Bericht einer Anarchistin vom Wochenende im Hambacher Forst
Passend zum Rodungsstopp bei der Hambacher Forst Besetzung veröffentlichen wir nun den ersten Teil eines Berichtes einer unserer Aktiven, welcher zuerst in der aktuellen Gaidao (https://fda-ifa.org/) erschienen ist. Lest mal rein der Bericht gibt einen guten Eindruck aus erster Hand über die Kämpfe die vor Ort stattfinden, auch wenn der Text zeitlich mittlerweile ein bisschen veraltet ist und einige erwähnte Orte in dem Text bereits geräumt sind.

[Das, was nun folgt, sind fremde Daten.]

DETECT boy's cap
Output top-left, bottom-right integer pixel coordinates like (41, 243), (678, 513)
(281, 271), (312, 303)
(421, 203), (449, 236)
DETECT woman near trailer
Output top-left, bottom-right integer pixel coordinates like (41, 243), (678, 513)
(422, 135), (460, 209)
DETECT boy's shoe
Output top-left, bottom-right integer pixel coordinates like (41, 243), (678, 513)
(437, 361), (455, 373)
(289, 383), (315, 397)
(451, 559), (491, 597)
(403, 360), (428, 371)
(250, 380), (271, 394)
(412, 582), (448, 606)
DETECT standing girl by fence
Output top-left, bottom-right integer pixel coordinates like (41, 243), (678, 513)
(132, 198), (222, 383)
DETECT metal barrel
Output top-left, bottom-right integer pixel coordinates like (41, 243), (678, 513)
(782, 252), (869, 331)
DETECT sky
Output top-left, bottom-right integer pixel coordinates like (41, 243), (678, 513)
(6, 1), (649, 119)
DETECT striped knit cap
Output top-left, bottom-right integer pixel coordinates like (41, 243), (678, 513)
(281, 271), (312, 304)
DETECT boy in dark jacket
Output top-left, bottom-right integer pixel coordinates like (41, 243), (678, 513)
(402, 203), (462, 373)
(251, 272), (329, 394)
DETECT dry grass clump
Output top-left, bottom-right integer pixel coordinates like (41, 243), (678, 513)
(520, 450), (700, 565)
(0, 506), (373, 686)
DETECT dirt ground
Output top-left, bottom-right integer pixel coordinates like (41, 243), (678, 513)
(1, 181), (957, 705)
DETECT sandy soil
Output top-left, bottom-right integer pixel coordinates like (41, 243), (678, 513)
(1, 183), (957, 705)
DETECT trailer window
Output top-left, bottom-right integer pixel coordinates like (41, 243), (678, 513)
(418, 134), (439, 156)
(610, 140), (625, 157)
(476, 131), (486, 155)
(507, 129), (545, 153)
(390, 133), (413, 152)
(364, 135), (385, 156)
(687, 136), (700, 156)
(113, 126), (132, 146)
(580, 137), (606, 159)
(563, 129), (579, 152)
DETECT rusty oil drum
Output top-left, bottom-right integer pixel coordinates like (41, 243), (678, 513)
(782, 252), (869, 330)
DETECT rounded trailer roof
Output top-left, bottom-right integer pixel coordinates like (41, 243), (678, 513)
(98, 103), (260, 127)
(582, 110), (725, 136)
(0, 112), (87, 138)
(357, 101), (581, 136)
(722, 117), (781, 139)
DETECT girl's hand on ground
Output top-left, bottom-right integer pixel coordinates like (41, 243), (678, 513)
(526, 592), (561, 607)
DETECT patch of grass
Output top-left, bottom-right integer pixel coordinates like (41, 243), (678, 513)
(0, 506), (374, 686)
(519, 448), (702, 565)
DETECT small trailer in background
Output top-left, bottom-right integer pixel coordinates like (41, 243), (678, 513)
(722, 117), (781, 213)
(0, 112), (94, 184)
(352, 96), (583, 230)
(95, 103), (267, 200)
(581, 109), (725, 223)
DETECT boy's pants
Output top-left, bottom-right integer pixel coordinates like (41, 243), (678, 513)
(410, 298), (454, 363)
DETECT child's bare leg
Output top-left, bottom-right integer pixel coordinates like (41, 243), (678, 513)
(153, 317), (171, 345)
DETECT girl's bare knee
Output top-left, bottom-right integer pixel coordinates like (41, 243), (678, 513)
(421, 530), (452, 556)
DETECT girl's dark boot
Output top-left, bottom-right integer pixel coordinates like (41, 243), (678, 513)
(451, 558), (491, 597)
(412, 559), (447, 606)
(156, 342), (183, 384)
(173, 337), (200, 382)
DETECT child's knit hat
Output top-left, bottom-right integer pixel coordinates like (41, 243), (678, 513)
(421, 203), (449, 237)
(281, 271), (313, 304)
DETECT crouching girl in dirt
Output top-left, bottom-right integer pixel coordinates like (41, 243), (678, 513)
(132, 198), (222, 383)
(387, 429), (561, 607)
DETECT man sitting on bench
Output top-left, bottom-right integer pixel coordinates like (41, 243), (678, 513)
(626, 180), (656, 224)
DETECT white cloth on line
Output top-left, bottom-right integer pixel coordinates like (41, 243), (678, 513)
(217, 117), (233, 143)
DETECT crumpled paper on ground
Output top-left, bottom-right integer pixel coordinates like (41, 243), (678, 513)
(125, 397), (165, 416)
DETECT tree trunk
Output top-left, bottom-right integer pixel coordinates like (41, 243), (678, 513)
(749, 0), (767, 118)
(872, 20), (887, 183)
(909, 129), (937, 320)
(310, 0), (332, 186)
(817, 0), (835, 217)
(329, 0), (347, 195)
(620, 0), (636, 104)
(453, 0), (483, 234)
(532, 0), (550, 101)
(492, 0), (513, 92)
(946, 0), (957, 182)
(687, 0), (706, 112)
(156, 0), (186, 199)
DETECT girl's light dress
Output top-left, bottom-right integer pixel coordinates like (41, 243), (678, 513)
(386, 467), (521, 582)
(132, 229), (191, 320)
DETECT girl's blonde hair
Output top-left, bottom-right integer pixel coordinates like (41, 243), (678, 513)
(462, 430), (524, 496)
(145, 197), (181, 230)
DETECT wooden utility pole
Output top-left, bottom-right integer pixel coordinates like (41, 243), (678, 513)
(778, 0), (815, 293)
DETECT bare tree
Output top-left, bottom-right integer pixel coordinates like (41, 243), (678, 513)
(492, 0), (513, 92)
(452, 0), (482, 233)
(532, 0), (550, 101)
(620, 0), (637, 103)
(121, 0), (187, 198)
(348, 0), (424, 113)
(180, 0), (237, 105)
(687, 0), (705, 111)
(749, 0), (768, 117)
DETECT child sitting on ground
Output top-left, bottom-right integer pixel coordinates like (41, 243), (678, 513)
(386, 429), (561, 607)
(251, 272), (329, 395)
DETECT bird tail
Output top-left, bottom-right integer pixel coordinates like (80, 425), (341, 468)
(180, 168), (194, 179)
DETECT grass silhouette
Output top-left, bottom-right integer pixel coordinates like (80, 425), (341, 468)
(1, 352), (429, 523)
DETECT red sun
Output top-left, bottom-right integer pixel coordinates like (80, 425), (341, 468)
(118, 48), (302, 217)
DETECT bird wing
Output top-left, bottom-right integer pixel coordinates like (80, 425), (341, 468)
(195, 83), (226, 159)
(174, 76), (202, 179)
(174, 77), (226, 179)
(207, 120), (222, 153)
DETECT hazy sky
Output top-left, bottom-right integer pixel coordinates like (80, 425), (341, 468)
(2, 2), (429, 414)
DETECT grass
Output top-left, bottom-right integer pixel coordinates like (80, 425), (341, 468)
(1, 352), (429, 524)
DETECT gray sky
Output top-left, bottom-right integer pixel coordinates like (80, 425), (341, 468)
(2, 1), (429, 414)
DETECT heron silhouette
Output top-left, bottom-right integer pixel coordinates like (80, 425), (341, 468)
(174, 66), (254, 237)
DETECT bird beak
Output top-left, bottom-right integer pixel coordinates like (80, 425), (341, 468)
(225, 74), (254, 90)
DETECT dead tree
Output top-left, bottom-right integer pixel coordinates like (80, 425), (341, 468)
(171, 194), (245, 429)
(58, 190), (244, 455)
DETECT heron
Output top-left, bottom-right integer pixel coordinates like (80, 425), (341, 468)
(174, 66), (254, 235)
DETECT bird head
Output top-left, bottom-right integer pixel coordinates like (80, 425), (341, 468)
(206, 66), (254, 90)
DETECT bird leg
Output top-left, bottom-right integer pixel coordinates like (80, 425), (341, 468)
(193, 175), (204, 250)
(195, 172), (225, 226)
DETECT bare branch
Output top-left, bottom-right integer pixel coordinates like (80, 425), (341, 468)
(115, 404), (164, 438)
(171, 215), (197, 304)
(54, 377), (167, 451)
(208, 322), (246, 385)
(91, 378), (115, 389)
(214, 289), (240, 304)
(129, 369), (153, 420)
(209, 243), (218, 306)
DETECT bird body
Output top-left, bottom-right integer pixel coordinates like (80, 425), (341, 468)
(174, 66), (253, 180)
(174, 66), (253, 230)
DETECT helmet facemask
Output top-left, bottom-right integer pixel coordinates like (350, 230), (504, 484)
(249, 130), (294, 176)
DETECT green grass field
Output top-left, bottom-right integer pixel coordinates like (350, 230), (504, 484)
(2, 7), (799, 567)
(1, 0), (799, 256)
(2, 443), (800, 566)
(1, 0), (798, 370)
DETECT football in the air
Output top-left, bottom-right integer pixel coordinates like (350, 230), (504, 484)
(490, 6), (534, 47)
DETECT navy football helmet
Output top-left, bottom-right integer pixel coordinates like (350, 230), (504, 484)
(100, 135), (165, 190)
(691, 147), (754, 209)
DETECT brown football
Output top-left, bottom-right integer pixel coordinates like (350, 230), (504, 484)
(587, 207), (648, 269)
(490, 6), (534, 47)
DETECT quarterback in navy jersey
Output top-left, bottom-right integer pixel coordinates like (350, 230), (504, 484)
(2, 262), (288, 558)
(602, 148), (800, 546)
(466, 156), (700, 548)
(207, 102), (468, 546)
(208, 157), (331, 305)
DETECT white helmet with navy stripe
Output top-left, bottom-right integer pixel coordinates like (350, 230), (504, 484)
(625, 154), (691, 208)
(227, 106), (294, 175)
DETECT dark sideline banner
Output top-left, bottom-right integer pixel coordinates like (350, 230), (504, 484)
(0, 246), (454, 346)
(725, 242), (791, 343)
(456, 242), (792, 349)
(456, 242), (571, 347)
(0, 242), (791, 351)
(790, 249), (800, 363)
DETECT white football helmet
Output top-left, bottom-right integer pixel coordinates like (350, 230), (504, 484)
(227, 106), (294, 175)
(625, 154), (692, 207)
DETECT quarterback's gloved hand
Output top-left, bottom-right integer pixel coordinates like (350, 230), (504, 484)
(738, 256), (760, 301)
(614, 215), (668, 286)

Bericht einer Anarchistin vom Wochenende im Hambacher Forst
Aktivist*innen aus der anarchistischen Gruppe Dortmund (agdo) machten sich zusammen mit Freund*innen der antifaschistischen Tierbefreier*innen auf in den Hambacher Wald.
Tag 1
Nach längerer Zugfahrt und einer etwas abenteuerlichen Taxifahrt vom Bahnhof Buir Richtung Manheim kamen wir Freitagabend im Dunkeln im Hambi-Camp an. Wir sind direkt sehr offen
empfangen worden! Kaum waren wir durch den Hintereingang (den Haupteingang hatten wir nicht gefunden) des Camps auf die Streuobstwiese getreten, sind wir von Menschen angesprochen worden, ob wir gerade ankommen und ob wir Pennplätze brauchen.
Da wir Zelte und alles weitere nötige bei hatten, wurden uns Tipps gegeben wo wir unsere Zelte aufbauen können. Darüber hinaus wurde uns mitgeteilt: „Plenum ist gerade vorbei aber es gibt jetzt warmes Essen. Wenn ihr selber Teller oder sowas mit habt, wäre es cool wenn ihr die mitbringt.
Wir haben gerade Tellermangel!“ – Alles klar, also schnell die Zelte aufgebaut, Brocken reingeschmissen, Teller geschnappt und ab zum Mampf. Auf dem Weg zu Verpflegungszelt sind wir an weiteren Zelten, Wohnwagen und Autos vorbei gelaufen. Am „Stromzelt“, ausgestattet mit Solarzellen, Lagerzelte, Aktionszelte, das Küchenzelt… Ich war ehrlich erstaunt darüber, welch gute Infrastruktur hier auf die Beine gestellt wurde!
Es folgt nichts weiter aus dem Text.